Namun sayangnya, kepopuleran “Habis Gelap Terbitlah Terang” di negeri ini bukan berarti telah banyak orang yang benar-benar mengetahui isi surat-surat Kartini. Padahal, apa makna peringatan Hari Kartini bisa dipahami semata-mata hanya dengan mengetahui buah-buah pikirannya dalam surat-surat tersebut. Apabila disurvei atas “tuduhan” ini. Memang, Sebagian besar perempuan dan seluruh bangsa Indonesia tidak banyak yang mengetahui atau pernah mendengar, apalagi membaca tentang buku kumpulan surat-surat Kartini “Habis Gelap Terbitlah Terang,” mengaku belum pernah membaca kumpulan surat Kartini. Bahkan ironisnya, hampir tidak pernah melihat “wujud” buku tersebut.

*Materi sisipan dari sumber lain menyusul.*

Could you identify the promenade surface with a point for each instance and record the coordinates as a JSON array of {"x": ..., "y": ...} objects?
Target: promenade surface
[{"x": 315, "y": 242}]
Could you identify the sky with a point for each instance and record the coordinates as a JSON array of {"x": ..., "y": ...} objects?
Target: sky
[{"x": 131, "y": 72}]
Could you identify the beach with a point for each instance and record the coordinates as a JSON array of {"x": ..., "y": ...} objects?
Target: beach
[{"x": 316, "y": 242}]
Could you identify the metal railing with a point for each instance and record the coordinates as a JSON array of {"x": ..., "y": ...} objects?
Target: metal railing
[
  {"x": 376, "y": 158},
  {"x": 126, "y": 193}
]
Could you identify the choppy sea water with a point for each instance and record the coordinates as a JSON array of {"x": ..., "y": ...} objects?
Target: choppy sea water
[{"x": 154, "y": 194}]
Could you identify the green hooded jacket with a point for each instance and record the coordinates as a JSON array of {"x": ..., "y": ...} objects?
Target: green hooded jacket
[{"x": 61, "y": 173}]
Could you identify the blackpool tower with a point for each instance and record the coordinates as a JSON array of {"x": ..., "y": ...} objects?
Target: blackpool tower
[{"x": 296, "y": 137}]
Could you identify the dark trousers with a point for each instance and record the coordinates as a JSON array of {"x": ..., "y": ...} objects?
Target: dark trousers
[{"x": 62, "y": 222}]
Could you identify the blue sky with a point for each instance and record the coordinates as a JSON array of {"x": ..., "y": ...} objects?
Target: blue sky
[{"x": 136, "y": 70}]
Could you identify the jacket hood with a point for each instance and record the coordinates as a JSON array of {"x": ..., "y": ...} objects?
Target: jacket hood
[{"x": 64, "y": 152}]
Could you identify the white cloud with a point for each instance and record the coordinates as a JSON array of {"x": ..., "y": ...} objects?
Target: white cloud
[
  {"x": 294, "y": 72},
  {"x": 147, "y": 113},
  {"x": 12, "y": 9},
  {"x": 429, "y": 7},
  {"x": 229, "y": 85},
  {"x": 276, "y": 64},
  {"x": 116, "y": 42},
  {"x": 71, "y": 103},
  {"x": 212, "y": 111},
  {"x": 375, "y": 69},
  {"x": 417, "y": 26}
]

Surat-surat setelah Kartini wafat, Mr. J.H. Abendanon mengumpulkan dan membukukan surat-surat yang pernah dikirimkan R.A Kartini pada para teman-temannya di Eropa. Abendanon saat itu menjabat sebagai Menteri Kebudayaan, Agama, dan Kerajinan Hindia Belanda. Buku itu diberi judul “Door Duisternis tot Licht” yang artinya “Habis Gelap Terbitlah Terang”. Buku kumpulan surat Kartini ini diterbitkan pada tahun 1911. Buku ini dicetak sebanyak lima kali dan pada cetakan terakhir terdapat tambahan surat Kartini. Dalam bahasa Inggris, surat-surat Kartini juga pernah diterjemahkan oleh Agnes L. Symmers.
Terbitnya surat-surat Kartini, seorang perempuan pribumi, sangat menarik perhatian masyarakat Belanda dan pemikiran-pemikiran Kartini mulai mengubah pandangan masyarakat Belanda terhadap perempuan pribumi di Jawa. Pemikiran-pemikiran Kartini yang tertuang dalam surat-suratnya juga menjadi inspirasi bagi tokoh-tokoh kebangkitan nasional Indonesia.

Pemikiran

Pada surat-surat Kartini tertulis pemikiran-pemikirannya tentang kondisi sosial saat itu, terutama tentang kondisi perempuan pribumi. Sebagian besar surat-suratnya berisi keluhan dan gugatan khususnya menyangkut budaya di Jawa yang dipandang sebagai penghambat kemajuan perempuan. Dia ingin wanita memiliki kebebasan menuntut ilmu dan belajar. Kartini menulis ide dan cita-citanya, seperti tertulis: Zelf-ontwikkeling dan Zelf-onderricht, Zelf-vertrouwen dan Zelf-werkzaamheid dan juga Solidariteit. Semua itu atas dasar Religieusiteit, Wijsheid en Schoonheid (yaitu Ketuhanan, Kebijaksanaan dan Keindahan), ditambah dengan Humanitarianisme (Perikemanusiaan) dan Nasionalisme (cinta tanah air).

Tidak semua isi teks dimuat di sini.